Orange’s Châtillon Relocation: Employee Concerns Mount Over workspace and Commute
Table of Contents
Published:
Massive Relocation to Gardens de Châtillon Sparks Anxiety
Orange is undertaking a significant consolidation effort, relocating a substantial portion of its workforce to the Gardens de Châtillon site throughout 2025. This initiative involves the closure of several existing locations, including Bagnolet, Villejuif, and Ménilmontant, alongside the sale of the Allaray 2 property. Ultimately, Gardens de châtillon is slated to accommodate 5,238 employees.
Details of the move
The Gardens de Châtillon site is organized into districts, each housing between 120 and 150 employees. A key aspect of the new workspace is a sharing rate
of 0.6,meaning there are six workstations for every ten employees. To monitor workstation usage and facilitate reservations, sensors will be installed under the desks.
Prior to the arrival of 725 new employees in two phases (April 28 and September 22, 2025), 203 existing employees will be reassigned within the Gardens de Châtillon complex.The incoming employees will be drawn from the following locations:
- 97 employees from Alleray (September 2025)
- 122 employees from Ménilmontant (April 2025)
- 501 employees from Prisme Villejuif (September 2025)
- 5 employees from Bagnolet (September 2025)
To support employee well-being, a medical office will be established, staffed by two doctors, two social workers, and a dedicated safety officer for emergencies.
Union Concerns: Commuting Woes and Workspace Adequacy
The Orange CFE-CGC union has voiced significant concerns regarding the relocation’s impact on employees. One pressing issue is the uncertainty surrounding the final destination for some Prisme employees, who are unsure whether they will be assigned to Gardens de Châtillon, Noisy, or Village.
Adding to the unease is the rapid pace of these moves, particularly given that the lease end date for some of the vacated locations is not until July 2029, according to Orange’s commercial commitments. This raises questions about the urgency and rationale behind the accelerated timeline.
The speed of these moves in 2024 and 2025 is incomprehensible insofar as the date of the end of the lease is announced for July 2029 (Orange commercial commitment).
A major point of contention is the accessibility of the Gardens de Châtillon site via public transportation.

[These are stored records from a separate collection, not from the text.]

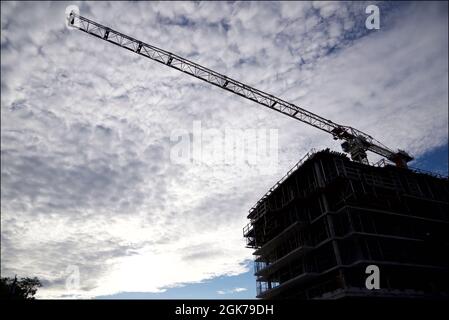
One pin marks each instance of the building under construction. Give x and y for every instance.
(317, 230)
(319, 227)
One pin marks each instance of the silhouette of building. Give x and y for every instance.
(316, 231)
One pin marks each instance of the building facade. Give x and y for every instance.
(316, 231)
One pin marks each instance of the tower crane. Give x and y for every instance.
(354, 141)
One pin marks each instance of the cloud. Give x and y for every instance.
(231, 291)
(86, 174)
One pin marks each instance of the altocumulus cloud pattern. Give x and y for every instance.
(86, 176)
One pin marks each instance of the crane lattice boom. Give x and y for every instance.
(356, 142)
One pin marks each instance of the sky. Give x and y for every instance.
(102, 192)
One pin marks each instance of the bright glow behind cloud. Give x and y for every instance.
(86, 176)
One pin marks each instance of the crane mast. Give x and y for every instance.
(355, 142)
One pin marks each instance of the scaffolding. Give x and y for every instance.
(317, 229)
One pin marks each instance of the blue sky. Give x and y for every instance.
(93, 198)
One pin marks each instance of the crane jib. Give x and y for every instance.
(356, 142)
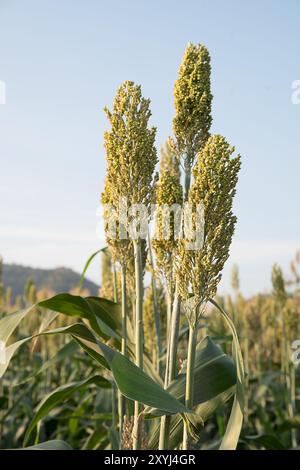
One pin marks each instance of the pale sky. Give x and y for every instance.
(61, 62)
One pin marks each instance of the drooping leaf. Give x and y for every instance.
(137, 385)
(87, 265)
(234, 425)
(60, 395)
(55, 444)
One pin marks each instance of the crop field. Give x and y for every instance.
(158, 357)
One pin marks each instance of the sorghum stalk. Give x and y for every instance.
(155, 307)
(138, 335)
(191, 129)
(199, 268)
(122, 399)
(131, 160)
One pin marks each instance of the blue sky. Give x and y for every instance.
(62, 61)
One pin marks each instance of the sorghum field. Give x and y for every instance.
(158, 360)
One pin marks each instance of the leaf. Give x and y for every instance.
(9, 323)
(67, 350)
(50, 445)
(87, 265)
(234, 425)
(104, 315)
(214, 372)
(137, 385)
(205, 410)
(268, 441)
(59, 395)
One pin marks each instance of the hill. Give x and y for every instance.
(57, 280)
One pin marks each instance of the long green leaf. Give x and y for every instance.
(234, 425)
(87, 265)
(60, 395)
(55, 444)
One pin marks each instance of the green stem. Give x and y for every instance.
(171, 368)
(138, 335)
(122, 399)
(189, 379)
(115, 283)
(155, 308)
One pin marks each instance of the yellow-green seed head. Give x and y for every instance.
(214, 186)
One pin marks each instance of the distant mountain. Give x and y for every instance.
(57, 280)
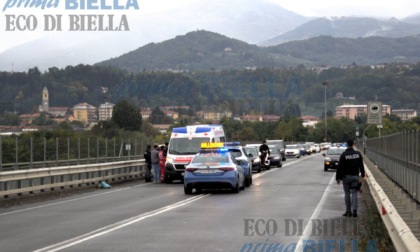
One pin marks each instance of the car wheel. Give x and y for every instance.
(243, 186)
(236, 188)
(187, 190)
(247, 181)
(168, 180)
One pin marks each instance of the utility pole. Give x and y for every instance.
(325, 83)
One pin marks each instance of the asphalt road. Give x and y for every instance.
(284, 207)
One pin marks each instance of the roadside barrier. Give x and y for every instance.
(401, 235)
(41, 179)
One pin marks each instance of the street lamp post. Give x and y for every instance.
(325, 107)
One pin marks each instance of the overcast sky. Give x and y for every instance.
(321, 8)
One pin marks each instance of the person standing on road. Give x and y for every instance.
(147, 158)
(350, 166)
(155, 163)
(265, 151)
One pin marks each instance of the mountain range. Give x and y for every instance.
(254, 22)
(203, 50)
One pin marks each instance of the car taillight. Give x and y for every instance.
(226, 169)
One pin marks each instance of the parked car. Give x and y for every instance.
(331, 157)
(242, 159)
(275, 156)
(292, 150)
(253, 155)
(317, 148)
(213, 169)
(280, 144)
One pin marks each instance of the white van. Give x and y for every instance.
(185, 142)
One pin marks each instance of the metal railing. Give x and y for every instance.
(398, 156)
(28, 181)
(20, 153)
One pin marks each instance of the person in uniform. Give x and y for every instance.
(350, 166)
(155, 163)
(148, 159)
(265, 151)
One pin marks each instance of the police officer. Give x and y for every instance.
(265, 151)
(148, 159)
(350, 166)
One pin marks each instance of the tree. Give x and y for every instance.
(106, 129)
(158, 117)
(10, 119)
(127, 116)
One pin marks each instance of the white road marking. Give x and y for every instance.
(306, 233)
(118, 225)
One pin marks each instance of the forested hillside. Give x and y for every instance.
(203, 50)
(280, 91)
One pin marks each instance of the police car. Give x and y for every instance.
(214, 167)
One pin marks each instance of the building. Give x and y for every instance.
(105, 111)
(84, 112)
(26, 119)
(213, 116)
(309, 121)
(353, 111)
(44, 107)
(405, 114)
(58, 111)
(260, 118)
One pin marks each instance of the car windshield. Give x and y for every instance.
(235, 152)
(252, 151)
(210, 159)
(186, 146)
(335, 151)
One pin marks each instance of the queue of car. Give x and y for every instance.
(216, 164)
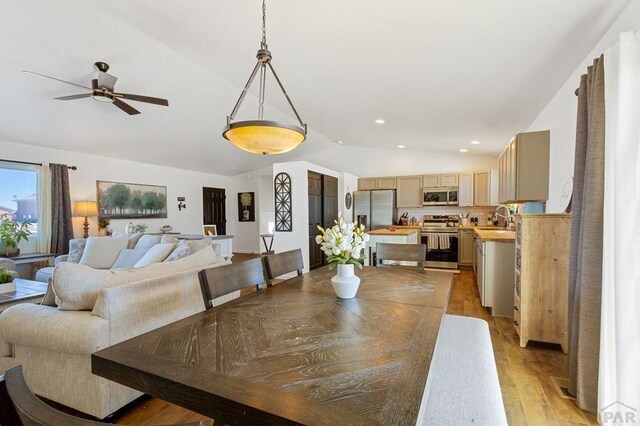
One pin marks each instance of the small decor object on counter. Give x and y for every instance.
(344, 245)
(11, 233)
(6, 280)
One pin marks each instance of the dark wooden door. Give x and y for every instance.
(329, 200)
(214, 208)
(315, 218)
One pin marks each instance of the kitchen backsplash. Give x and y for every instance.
(479, 212)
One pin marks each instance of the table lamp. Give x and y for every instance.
(86, 209)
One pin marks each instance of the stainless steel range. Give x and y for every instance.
(440, 234)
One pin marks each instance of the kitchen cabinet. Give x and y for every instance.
(465, 247)
(409, 192)
(524, 168)
(485, 188)
(541, 278)
(465, 190)
(495, 275)
(368, 184)
(387, 183)
(437, 181)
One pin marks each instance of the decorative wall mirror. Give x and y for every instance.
(282, 195)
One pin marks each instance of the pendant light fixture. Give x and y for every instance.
(264, 136)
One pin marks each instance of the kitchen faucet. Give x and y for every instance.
(507, 217)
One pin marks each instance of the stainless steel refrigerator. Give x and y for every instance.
(376, 209)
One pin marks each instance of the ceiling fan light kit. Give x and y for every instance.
(264, 136)
(102, 90)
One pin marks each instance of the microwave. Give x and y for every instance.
(446, 196)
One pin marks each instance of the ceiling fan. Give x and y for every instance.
(102, 89)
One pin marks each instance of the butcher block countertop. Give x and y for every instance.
(399, 232)
(505, 236)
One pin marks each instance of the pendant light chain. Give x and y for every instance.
(264, 25)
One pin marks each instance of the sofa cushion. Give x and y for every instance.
(148, 241)
(156, 254)
(181, 250)
(102, 252)
(128, 257)
(76, 248)
(76, 286)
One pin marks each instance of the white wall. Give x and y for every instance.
(366, 162)
(560, 113)
(299, 236)
(179, 182)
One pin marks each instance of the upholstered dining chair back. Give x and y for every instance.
(401, 253)
(222, 280)
(20, 406)
(282, 263)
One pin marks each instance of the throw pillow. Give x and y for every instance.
(128, 258)
(77, 287)
(102, 252)
(76, 248)
(156, 254)
(169, 239)
(148, 241)
(182, 250)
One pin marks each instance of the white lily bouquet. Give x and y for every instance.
(343, 243)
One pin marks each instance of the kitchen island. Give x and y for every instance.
(399, 236)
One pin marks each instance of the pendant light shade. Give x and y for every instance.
(264, 136)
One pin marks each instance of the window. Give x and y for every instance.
(19, 193)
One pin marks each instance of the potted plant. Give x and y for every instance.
(11, 233)
(344, 245)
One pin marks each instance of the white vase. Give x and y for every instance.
(345, 282)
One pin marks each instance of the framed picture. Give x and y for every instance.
(246, 207)
(117, 200)
(210, 230)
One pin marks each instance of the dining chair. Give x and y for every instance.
(279, 264)
(222, 280)
(401, 253)
(21, 406)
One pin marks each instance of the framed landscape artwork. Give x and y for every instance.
(118, 200)
(246, 207)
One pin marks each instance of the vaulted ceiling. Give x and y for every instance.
(440, 73)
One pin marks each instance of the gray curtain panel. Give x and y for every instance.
(585, 262)
(61, 226)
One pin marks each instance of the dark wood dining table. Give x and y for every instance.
(296, 354)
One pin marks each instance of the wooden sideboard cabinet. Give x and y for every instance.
(542, 278)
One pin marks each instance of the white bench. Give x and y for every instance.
(463, 387)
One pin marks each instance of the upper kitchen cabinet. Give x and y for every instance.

Employees already working at the location, and also those slated to move, anticipate increased commute times and overcrowding on shuttle services connecting to metro lines 13 and 4. This is particularly relevant considering that, according to recent studies, commute times are directly correlated with employee stress and reduced productivity.
The union also criticizes Orange’s apparent reluctance to consider alternative assignments for employees from Prisme and Ménilmontant who reside far from Châtillon, such as the Noisy-le-Grand site. This inflexibility is seen as disregarding the individual circumstances of employees.
Moreover, the CFE-CGC Orange has emphasized the need for workstation adjustments to accommodate specific job requirements, particularly for roles that involve extensive phone use or require a high degree of confidentiality. they argue that the current sharing rate
of 0.6 may be an overestimate,with the actual rate potentially closer to 5 workstations for every 10 employees,further exacerbating workspace constraints.
Your elected officials from the Orange CFE-CGC have drawn the attention of management to certain activities/professions that require long time on the phone during the day and/or confidentiality. They ask that workstation adjustments be adapted to the reality of needs.
Orange CFE-CGC
Human Cost of Real Estate Strategy
The union contends that Orange’s real estate strategy prioritizes cost-efficiency over employee well-being, neglecting the impact on their physical and mental health. They argue that the company’s approach, driven by Excel spreadsheets,
fails to adequately consider the human element, potentially violating labor laws that mandate the protection of employee health and safety (L4121-1).
The group’s real estate strategy imposes working conditions on employees, without taking into account their professional needs or the impact on their physical and mental health, as the law nevertheless provides (L4121-1). Real estate projects are managed on Excel spreadsheets and entirely neglect human aspects.
The CFE-CGC Orange concludes by questioning whether the resulting employee destabilization is an unintended outcome or a deliberate objective of management.